Exceptions: Patient's Permission Isn't Needed
An adult patient can be forced to receive medical care in these specific cases:
- in an emergency
- for infectious diseases (the government requires diseases that travel easily, such as tuberculosis, to be treated right away)
- the patient is not in a position to make a medical decision
- patients who are a danger to themselves or to society because of their mental states
Dangerous Mental State
There are special rules for people whose mental states make them a danger to themselves or to society: A doctor, or another person with a legitimate interest in the person, can ask for a court order to keep the person in a health care institution without the person's agreement.

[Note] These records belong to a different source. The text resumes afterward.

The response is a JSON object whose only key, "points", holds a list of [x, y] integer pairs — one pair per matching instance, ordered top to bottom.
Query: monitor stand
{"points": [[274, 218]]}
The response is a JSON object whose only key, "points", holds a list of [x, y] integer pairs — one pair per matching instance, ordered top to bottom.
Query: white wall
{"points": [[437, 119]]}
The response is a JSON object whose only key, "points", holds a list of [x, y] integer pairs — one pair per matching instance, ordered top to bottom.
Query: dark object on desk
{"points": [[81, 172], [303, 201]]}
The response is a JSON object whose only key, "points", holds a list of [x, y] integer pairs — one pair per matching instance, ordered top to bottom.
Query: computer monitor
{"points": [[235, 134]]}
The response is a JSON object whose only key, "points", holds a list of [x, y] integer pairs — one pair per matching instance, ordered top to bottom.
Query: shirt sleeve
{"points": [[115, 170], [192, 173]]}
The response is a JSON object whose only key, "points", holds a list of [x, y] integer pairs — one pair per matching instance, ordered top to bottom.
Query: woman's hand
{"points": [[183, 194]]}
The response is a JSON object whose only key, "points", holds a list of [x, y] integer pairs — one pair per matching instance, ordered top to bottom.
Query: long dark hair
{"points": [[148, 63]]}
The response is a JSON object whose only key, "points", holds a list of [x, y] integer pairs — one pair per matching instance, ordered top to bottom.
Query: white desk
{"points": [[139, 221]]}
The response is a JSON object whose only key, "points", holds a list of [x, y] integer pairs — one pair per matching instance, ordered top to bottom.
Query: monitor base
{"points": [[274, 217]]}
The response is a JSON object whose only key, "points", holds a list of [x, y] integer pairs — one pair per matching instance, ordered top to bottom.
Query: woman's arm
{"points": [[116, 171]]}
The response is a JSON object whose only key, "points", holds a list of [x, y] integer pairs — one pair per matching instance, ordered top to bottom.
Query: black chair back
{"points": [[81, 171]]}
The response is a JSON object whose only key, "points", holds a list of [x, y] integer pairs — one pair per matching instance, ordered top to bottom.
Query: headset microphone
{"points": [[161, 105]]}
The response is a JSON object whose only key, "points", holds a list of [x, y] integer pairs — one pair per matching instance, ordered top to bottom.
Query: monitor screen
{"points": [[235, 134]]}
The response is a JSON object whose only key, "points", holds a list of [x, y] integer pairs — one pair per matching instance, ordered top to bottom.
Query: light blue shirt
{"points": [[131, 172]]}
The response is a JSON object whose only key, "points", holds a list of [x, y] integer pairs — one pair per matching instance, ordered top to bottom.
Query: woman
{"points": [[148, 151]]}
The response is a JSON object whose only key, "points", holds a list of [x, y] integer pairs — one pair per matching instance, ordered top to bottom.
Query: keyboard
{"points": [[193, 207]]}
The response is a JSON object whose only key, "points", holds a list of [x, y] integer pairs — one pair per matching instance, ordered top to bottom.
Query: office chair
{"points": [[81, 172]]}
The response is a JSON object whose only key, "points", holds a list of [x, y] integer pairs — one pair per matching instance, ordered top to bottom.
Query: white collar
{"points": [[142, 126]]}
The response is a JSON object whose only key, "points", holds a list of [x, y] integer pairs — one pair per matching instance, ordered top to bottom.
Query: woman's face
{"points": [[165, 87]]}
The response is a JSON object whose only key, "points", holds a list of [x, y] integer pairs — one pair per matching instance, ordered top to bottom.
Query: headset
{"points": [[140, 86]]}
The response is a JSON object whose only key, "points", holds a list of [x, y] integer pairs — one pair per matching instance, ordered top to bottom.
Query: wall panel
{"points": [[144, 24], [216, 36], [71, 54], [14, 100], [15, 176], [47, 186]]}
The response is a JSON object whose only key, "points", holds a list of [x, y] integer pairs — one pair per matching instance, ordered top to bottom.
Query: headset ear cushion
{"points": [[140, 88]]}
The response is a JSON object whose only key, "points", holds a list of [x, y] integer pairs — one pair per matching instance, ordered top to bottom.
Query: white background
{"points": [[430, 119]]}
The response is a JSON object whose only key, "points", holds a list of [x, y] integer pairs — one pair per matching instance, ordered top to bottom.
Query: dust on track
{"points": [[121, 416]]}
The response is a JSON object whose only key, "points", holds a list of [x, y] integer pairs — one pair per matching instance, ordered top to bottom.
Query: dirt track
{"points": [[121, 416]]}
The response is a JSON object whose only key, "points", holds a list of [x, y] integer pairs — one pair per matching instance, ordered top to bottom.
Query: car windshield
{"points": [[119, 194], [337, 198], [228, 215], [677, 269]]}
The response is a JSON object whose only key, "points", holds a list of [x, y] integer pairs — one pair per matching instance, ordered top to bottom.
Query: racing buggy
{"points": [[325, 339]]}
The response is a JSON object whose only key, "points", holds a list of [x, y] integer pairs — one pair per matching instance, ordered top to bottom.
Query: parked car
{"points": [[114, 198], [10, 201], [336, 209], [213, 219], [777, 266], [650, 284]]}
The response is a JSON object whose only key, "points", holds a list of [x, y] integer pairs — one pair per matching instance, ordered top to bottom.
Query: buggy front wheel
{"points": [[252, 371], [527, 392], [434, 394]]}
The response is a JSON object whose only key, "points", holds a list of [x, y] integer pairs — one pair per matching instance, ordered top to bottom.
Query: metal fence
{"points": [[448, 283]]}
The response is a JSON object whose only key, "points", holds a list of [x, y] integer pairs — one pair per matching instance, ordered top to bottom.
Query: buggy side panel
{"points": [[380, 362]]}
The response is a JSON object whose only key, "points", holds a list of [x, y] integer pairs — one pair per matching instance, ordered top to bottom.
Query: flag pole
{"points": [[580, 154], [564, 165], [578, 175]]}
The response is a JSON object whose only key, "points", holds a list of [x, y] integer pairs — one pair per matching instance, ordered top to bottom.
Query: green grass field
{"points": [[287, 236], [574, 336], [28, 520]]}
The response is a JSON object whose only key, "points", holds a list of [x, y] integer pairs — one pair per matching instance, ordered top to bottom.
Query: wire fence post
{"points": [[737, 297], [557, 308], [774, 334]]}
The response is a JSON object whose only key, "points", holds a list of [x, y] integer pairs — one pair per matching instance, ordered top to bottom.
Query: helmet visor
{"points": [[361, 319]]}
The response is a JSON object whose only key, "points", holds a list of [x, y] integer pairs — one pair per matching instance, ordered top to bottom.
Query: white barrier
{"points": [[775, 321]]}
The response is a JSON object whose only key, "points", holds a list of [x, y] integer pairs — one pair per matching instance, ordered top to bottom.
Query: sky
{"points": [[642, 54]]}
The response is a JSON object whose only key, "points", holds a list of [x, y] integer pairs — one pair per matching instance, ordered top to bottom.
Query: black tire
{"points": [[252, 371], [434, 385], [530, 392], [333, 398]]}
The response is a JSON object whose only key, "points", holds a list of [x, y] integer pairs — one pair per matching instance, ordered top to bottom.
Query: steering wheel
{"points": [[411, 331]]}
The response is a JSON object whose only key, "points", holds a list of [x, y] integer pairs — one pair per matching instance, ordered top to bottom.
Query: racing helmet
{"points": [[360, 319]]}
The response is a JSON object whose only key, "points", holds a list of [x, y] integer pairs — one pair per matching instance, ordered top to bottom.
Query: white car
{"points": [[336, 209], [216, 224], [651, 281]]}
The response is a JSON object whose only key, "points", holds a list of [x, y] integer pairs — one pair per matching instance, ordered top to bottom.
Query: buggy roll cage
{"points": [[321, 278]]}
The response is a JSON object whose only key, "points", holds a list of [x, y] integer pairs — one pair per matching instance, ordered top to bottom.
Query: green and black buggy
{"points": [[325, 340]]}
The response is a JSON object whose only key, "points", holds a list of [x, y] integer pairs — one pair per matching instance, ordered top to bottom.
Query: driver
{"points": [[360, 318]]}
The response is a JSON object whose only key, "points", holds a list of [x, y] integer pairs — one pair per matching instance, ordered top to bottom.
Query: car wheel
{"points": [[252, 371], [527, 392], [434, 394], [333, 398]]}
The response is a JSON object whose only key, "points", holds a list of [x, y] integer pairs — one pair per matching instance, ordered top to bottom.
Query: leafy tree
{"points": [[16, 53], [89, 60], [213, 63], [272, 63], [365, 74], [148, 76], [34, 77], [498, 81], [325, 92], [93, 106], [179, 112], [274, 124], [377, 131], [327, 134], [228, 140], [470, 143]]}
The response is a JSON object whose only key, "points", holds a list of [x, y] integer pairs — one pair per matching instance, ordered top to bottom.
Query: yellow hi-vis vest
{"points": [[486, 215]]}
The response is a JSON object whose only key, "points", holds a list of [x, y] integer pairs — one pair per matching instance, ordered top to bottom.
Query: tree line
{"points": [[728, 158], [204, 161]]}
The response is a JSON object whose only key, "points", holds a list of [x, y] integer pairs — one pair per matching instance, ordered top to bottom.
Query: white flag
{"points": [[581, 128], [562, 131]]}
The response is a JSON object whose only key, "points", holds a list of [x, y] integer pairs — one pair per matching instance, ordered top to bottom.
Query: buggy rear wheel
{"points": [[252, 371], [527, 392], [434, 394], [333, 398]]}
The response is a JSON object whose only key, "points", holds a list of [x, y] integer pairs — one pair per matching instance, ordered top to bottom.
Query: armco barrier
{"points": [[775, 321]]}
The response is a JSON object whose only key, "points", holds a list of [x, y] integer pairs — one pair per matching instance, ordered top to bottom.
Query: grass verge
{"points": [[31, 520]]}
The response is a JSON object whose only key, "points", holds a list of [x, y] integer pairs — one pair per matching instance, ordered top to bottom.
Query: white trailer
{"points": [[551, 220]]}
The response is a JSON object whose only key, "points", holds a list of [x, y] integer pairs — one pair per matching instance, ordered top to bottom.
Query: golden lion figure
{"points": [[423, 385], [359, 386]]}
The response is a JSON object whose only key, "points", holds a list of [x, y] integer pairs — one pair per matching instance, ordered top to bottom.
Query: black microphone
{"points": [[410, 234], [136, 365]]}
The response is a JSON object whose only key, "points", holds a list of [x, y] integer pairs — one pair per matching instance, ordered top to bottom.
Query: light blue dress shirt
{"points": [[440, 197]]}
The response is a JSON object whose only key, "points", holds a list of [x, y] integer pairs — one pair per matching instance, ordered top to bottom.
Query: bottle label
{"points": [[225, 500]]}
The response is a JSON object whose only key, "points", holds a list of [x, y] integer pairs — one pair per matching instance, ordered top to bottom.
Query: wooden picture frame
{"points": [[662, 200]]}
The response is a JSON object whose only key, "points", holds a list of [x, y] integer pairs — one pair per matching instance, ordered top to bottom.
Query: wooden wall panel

The court can order that the person undergo a psychiatric evaluation.In these cases, the person is kept in a health care institution for a short time.
Important! If there's an immediate danger,the person can be kept in a health-care institution without his or her agreement and without a court order. The person must be released after 72 hours, unless the court orders a psychiatric evaluation.
When the court orders a psychiatric evaluation, a doctor meets with the patient to decide whether it's necessary to keep the patient in an institution. These patients can only be kept in certain kinds of institutions, such as hospitals, treatment centres, rehabilitation centres, and residential and long-term care centres. (This last kind of institution is often called a "CHSLD".)
If the first doctor decides the patient has to stay, a second psychiatric evaluation must be done by a different doctor. If both doctors agree that the patient must be kept in a health-care institution, then the patient must stay. If one of the two doctors believes the patient doesn't have to stay, the patient must be released.
Also, even if both doctors agree that the patient should stay in an institution, the court can decide otherwise. Before people can be kept in a health-care institution without their agreement, the court must be sure that there are very good reasons and that there is a real danger. If the court doesn't believe this is the case, then the patient must be released.
This article explains in a general way the law that applies in Quebec. This article is not a legal opinion or legal advice. To find out the specific rules for your situation, consult a lawyer or notary.